Oaklands Raiders player and Johnston native Antonio Hamilton speaks to kids at STEM camp
Work hard, be smart and read.
That is what Antonio Hamilton, cornerback for the Oakland Raiders, hopes kids got out of his talk at the Edgefield County Youth Empowerment Center’s STEM camp Wednesday.
The Center’s CEO Marcella Edwards said the camp helps prevent summer learning loss and to engage “latchkey kids” whose parents work during the day.
Students have put together robots and a roller coaster as part of the program.
Hamilton, who grew up in Johnston, talked to the kids in the program about the importance of doing their best in school and doing the right thing.
“Don’t be afraid to be the smartest person in the classroom,” he told them.
He also stressed the importance of trying. He told the kids to try and answer questions in class because even if they get it wrong, they are at least trying and it will help them learn.

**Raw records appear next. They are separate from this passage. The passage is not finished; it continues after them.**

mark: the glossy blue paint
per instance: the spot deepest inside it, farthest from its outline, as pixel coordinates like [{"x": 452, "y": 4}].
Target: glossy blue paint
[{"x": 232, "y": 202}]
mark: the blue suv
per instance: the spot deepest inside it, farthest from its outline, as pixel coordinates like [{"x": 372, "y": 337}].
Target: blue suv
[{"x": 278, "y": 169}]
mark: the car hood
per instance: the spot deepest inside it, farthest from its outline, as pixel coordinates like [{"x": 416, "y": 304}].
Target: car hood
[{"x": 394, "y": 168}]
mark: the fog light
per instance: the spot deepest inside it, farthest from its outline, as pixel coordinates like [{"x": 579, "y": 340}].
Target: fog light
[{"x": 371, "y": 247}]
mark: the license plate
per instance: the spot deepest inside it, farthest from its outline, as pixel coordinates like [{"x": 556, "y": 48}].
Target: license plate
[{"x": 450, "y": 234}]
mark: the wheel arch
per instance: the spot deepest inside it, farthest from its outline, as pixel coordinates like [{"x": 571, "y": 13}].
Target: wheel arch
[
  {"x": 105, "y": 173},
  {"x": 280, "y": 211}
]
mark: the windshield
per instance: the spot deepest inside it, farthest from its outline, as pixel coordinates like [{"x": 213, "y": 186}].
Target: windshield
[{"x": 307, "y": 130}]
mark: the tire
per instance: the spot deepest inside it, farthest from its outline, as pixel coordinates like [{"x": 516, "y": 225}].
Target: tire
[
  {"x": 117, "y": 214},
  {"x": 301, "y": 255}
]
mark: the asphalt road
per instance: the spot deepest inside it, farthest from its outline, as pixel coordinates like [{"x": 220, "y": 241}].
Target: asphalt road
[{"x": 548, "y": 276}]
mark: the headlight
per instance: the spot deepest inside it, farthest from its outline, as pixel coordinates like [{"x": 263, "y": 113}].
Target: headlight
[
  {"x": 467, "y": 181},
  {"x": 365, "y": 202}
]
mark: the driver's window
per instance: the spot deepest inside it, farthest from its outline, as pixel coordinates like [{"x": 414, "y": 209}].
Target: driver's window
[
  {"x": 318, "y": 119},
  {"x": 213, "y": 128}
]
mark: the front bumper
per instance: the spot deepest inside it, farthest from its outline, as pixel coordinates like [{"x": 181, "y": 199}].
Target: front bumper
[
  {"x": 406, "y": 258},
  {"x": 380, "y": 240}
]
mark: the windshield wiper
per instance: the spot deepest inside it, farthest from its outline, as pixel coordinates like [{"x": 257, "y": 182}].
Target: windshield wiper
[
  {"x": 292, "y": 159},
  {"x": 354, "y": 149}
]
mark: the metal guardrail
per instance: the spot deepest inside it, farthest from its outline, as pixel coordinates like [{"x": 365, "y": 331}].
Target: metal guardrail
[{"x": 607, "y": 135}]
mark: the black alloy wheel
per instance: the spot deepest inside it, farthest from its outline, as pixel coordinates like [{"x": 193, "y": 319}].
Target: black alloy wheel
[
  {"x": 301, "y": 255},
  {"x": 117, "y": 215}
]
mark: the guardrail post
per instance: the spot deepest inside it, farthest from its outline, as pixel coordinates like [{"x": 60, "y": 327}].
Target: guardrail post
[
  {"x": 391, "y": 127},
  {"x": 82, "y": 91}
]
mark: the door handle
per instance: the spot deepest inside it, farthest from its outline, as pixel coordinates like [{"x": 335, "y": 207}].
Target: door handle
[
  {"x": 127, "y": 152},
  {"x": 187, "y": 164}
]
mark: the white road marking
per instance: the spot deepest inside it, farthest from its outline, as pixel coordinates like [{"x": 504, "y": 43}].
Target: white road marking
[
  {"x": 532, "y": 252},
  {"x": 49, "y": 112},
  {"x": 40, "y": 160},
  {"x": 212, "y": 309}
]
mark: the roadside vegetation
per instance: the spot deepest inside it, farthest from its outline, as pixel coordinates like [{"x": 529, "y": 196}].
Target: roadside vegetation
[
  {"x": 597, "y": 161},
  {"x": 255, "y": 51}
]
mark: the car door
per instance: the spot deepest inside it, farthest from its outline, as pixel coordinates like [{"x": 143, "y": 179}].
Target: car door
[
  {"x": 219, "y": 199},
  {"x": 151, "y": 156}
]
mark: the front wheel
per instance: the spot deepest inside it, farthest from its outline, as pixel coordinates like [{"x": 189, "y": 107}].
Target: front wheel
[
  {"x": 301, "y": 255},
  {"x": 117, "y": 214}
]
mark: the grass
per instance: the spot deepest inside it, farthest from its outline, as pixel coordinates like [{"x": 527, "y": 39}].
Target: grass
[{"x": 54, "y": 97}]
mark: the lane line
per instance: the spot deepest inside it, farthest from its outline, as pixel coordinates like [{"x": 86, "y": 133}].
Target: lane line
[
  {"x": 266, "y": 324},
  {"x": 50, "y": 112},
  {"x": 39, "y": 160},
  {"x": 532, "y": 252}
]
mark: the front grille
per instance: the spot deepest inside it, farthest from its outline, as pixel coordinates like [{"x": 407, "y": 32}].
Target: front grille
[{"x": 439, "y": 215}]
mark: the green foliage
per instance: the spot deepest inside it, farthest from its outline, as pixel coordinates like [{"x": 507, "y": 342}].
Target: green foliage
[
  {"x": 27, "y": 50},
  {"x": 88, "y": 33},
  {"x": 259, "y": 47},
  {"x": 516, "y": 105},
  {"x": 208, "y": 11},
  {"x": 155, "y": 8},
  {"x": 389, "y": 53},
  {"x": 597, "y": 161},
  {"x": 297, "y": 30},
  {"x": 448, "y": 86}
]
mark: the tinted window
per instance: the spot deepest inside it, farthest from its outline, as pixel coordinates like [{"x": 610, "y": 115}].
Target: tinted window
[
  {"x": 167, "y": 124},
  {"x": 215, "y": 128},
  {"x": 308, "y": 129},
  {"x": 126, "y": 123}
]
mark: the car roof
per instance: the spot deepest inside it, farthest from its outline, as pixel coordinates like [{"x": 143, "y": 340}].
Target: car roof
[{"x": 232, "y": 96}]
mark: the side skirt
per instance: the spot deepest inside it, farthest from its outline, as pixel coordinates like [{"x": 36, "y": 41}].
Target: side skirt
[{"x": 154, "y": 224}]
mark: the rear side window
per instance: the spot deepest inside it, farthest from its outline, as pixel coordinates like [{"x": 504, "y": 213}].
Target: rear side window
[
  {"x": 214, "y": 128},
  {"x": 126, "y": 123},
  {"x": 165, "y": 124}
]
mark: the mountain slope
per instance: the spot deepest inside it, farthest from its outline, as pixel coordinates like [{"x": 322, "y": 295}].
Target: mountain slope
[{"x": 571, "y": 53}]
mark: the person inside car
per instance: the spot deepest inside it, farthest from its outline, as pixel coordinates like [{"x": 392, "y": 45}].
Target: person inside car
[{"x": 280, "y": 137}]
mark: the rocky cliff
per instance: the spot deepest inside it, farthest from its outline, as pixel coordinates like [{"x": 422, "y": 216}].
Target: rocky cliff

Hamilton stressed the importance of reading. Even if you only read one page a day at first, reading is critical, he said.
He tied math and reading to football – he has to read plays and uses angles when tackling.
Hamilton also talked about staying out of trouble.
“You don’t have to do the bad stuff to fit in,” he told the students.
Hamilton talked about his father being in prison and how that shaped him.
He stressed the importance of never giving up, telling stories about how he almost quit playing football in high school, and how he faced various types of adversity during his freshman year of college, before he transferred to S.C. State University.
“Always stay positive. No matter the situation, no matter where you come from, like no matter what your home life is like, always have a goal and work hard to get it because nothing is going to be handed to you,” he said. “And be your worst critic, no one can get you down, nobody can push you to do anything as hard as yourself because you’re only going to do what you allow yourself to do.”
The Edgefield County Youth Empowerment Center offers a variety of programs to students aged 5 to 18, including Life Skills, Girls Circle, Afterschool “Matter,” Job Readiness for Teens, recreational activities, the STEM summer program and parenting classes.
Edwards said they are the only center in the county that provides those programs.